On Sunday, Feb. 14, women across Maryland will fill churches, synagogues and other places of worship in a sea of red hues. However, these women will not don the color in honor of Valentine’s Day. For the sixth year, Baltimore’s Saint Agnes Hospital has encouraged women to wear red in support of their annual heart disease awareness campaign, Red Dress Sundays.
According to Kelly Morin, director of marketing and physician relations at Saint Agnes, the event educates women about maintaining their hearts physically and spiritually.
“Our mission is to educate women, specifically African-American women, about the risk factors of heart disease and the behaviors and conditions that increase their chances,” said Morin.
Throughout the day, church leaders will supply worshippers with information regarding heart disease prevention and many churches will also provide free health screenings.

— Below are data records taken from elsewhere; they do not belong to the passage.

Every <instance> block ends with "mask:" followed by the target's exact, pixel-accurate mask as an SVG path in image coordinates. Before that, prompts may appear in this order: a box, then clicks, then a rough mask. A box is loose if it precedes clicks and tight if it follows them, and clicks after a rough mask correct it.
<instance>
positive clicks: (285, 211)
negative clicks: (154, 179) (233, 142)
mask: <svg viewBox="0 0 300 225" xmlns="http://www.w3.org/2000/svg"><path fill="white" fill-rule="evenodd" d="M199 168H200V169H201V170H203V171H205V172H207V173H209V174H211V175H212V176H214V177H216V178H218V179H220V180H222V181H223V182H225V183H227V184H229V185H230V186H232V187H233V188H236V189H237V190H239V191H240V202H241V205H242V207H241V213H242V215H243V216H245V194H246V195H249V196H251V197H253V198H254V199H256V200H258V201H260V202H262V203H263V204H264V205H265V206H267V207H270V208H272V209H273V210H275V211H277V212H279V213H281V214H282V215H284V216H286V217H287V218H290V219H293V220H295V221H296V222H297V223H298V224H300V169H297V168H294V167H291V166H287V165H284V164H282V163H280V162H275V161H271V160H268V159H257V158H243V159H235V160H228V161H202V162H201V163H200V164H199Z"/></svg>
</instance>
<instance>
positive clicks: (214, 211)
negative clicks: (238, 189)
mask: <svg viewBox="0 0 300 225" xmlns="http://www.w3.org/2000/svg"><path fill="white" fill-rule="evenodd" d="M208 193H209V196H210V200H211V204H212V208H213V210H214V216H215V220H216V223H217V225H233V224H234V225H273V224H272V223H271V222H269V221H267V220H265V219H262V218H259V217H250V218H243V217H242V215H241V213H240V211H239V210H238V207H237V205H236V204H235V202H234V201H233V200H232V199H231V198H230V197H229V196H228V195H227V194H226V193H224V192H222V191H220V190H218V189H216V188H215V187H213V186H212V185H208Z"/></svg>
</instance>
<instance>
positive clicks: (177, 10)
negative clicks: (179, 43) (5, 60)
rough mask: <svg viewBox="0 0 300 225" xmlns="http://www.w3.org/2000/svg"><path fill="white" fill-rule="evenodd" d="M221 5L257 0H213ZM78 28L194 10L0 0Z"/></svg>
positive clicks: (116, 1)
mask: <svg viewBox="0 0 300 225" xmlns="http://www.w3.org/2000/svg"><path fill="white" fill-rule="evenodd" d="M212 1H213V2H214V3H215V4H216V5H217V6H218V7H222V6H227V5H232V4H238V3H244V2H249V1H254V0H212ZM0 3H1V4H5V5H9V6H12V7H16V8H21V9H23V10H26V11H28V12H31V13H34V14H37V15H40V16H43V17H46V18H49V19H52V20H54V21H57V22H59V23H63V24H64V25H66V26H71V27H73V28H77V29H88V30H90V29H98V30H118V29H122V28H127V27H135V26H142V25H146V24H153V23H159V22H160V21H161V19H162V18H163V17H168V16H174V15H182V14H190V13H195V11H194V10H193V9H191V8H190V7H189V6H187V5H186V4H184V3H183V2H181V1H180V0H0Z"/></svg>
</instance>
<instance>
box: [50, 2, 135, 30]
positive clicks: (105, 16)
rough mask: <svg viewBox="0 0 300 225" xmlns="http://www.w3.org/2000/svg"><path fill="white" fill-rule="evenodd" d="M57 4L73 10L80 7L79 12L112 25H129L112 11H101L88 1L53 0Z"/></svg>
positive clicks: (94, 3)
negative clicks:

At its inception in 2005, Red Dress Sunday began as a healthcare initiative with sonly three participating services.
But the number of community partners has skyrocketed, with over 100 churches and 80,000 congregants expected to participate in this year’s Red Dress Sunday.
“Every year the program expands, basically its through word of mouth,” said Morin. “In fact, we have a church in Savannah, Georgia, who is participating in Red Dress Sunday this year.”
According to Morin, a church member in Baltimore shared information about the event with their relatives in Georgia, stimulating their interest to participate.
“In addition to the publicity we get and the more people hear about it, it continues to grow,” she added.
Organizers of the initiative hope churchgoers will be further enlightened on the severity of heart disease in the African-American community. The often fatal illness, which affects one in every four women, is more likely to claim the lives of African-American women than stroke, breast cancer and lung cancer combined, making it the No. 1 killer of women in America. Two-thirds of those women will not make a full recovery.
Saint Agnes hopes these numbers will decrease one day and to broaden the scope of educational services, the hospital launched sisterheart.org, a Web site providing users resources, profiles and community event listings relating to heart disease.